The document that will be Exhibit A in a future prosecution of obstruction of justice is an unsigned 97-page apologia that accompanied Mr. Barr’s unprecedented refusal to recognize a “political conflict of interest,” as called for in the law.
Read it for yourself; though intended to explain in detail why Congress does not understand the intent of Congress, Barr’s Apology does the opposite: its strained defensiveness will cause any objective reader to say “something smells fishy here.”
Three months later, Safire revisited the issue after Barr “handpicked a whitewasher” who would successfully filibuster the probe until after the election.”Why does the Coverup-General resist independent investigation?” Safire asked
Barr’s clear strategy, Safire wrote, “has been to stall past Dec. 15, when the law authorizing independent counsel expires; Republicans recently filibustered its extension to death.” Whoever won the 1992 election, “no autonomous prosecutor could then be named; Iraqgate might then become a matter between departing and incoming Presidents, and bygones could be bygones …” And that is pretty much what happened.
But Barr 1.0 had one more chapter left. He was one of the driving forces behind what Safire called the “Christmas eve massacre” of the Iran-contra probe. Barr pushed hard for last minute pardons for six individuals caught up in the investigation, including former defense Secretary Caspar Weinberger. The dramatic move on December 24, 1992, aborted Weinberger’s trial, which was slated to begin the next month, “virtually decapitating what was left of Mr. Walsh’s effort, which began in 1986.” Walsh denounced the pardons as part of the cover-up that “has continued for more than six years.” The decision to issue pardons, he said, “undermines the principle that no man is above the law. It demonstrates that powerful people with powerful allies can commit serious crimes in high office, deliberately abusing the public trust without consequences.”
Over the years the Iran-contra scandal has faded; while “Iraqgate” has been reduced to a historical nullity. Few Republicans lamented the crushing of Walsh’s investigation and many still remember his role in the 1992 elections with bitterness. His tenure effectively discredited the independent counsel law in the eyes of both parties.
But what of Barr’s conduct in covering up, protecting his boss, and using pardons to obstruct justice? All of this raises some rankling questions while answering others.
How did all of this fall into our collective memory hole? Why didn’t Barr’s well-documented handling of that earlier scandal damage his reputation? Or least raise caution flags?

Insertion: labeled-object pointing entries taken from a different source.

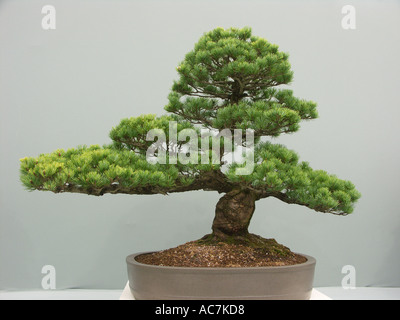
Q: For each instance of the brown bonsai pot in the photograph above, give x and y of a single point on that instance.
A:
(151, 282)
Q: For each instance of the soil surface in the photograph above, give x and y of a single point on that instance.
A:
(207, 252)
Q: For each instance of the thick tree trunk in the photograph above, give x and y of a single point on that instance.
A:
(233, 213)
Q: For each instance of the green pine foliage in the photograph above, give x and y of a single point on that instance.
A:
(278, 173)
(230, 80)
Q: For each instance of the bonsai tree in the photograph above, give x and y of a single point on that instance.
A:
(230, 80)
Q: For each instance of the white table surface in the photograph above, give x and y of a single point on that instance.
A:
(320, 293)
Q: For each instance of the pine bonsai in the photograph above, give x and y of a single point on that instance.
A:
(231, 80)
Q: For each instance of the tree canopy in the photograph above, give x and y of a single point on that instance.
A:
(230, 80)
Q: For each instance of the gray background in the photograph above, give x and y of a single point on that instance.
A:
(113, 59)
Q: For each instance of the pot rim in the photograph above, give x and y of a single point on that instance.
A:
(130, 260)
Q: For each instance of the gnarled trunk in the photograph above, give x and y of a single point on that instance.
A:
(233, 214)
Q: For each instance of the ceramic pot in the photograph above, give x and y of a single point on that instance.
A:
(151, 282)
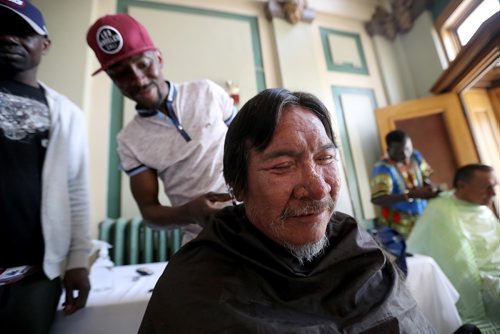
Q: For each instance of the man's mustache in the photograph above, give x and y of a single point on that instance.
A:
(308, 207)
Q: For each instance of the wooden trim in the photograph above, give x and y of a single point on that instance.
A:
(482, 50)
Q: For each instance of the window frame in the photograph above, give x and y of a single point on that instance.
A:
(454, 14)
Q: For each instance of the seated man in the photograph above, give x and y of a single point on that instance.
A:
(463, 235)
(283, 261)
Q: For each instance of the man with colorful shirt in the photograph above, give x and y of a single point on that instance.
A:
(462, 234)
(400, 184)
(178, 132)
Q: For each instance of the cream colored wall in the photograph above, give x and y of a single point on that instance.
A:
(411, 63)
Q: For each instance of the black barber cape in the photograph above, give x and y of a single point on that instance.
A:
(233, 279)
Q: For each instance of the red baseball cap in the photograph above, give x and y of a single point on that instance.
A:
(117, 37)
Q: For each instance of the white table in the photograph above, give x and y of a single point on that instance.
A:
(433, 292)
(120, 309)
(115, 310)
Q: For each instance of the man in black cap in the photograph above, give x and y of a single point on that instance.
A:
(44, 204)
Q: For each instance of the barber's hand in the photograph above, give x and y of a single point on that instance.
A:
(76, 280)
(205, 205)
(425, 192)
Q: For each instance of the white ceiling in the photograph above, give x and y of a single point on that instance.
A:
(354, 9)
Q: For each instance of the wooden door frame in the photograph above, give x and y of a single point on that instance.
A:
(449, 105)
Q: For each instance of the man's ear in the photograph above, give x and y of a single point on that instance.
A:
(46, 43)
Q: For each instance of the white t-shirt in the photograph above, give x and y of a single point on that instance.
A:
(187, 168)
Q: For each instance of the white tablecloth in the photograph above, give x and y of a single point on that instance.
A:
(433, 292)
(120, 308)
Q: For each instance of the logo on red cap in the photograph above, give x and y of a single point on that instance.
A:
(109, 39)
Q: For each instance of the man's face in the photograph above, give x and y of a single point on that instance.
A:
(293, 184)
(140, 79)
(400, 151)
(21, 48)
(480, 189)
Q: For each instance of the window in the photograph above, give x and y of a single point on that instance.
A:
(460, 20)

And how much did Barr’s track record factor into Trump’s decision to appoint him attorney general in the midst of the Mueller investigation?
Which brings us back to today. Barr’s legal legerdemain has come as a surprise to those who wonder why Barr has been so willing to sacrifice his reputation to protect Trump. Perhaps because he has done it all before. And it worked out just fine for him.